Den Einwand des Kulmbachers, dass außer ihm niemand sonst im Auto gewesen ist und er sich per Handy bei der Polizei gemeldet hat, lässt der Vorsitzende nicht gelten. In solchen Situationen wie bei der Überschwemmung damals "ist die Meldelage entscheidend", betont Lederer, "und da war von Personen die Rede", nicht von einer Person. Der Einsatz von 28 Feuerwehrleuten, die unter anderem die Unglücksstelle ausleuchten müssen, ist nach Ansicht des Vorsitzenden vollauf gerechtfertigt gewesen. "Es ging ja um Menschenleben."
Der Richter hat auch daran nichts auszusetzen, dass die Mainleuser Feuerwehr, die über ein Boot verfügt, nachalarmiert worden ist. Lederer zufolge kann man nicht nur auf die Personenrettung abstellen, die Bergung des Fahrzeugs gehört ebenfalls zu dem Einsatz. "Es ging um Gewässergefährdung durch Benzin und Öl."
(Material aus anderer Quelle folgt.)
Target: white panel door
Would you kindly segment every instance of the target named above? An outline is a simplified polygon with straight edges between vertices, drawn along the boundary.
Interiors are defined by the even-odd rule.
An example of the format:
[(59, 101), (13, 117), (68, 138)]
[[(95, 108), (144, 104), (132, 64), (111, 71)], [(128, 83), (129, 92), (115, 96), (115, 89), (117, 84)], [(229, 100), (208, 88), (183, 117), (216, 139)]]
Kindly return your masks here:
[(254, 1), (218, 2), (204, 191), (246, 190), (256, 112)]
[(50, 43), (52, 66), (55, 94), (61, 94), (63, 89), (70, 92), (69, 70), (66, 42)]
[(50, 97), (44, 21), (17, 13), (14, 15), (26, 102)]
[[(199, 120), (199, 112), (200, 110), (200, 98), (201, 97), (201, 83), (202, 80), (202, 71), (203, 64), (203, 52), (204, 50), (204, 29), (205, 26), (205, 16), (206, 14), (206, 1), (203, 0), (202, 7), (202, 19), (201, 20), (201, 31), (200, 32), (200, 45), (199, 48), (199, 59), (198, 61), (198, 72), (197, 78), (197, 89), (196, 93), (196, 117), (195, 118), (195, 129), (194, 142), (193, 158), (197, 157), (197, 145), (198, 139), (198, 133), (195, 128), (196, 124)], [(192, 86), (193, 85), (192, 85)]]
Parteien schließen Vergleich
Nach einer Beratungspause verständigen sich die Parteien auf den vom Gericht vorgeschlagenen Vergleich. Die Forderungen für den Feuerwehreinsatz werden entsprechend reduziert, und der 69-Jährige zieht seine Klagen zurück. Die Vertreter der Stadt und des Marktes Mainleus sind einverstanden. Der Anwalt des Kulmbachers ("Bedenken gibt es") signalisiert ebenfalls Zustimmung: "An uns soll's nicht scheitern."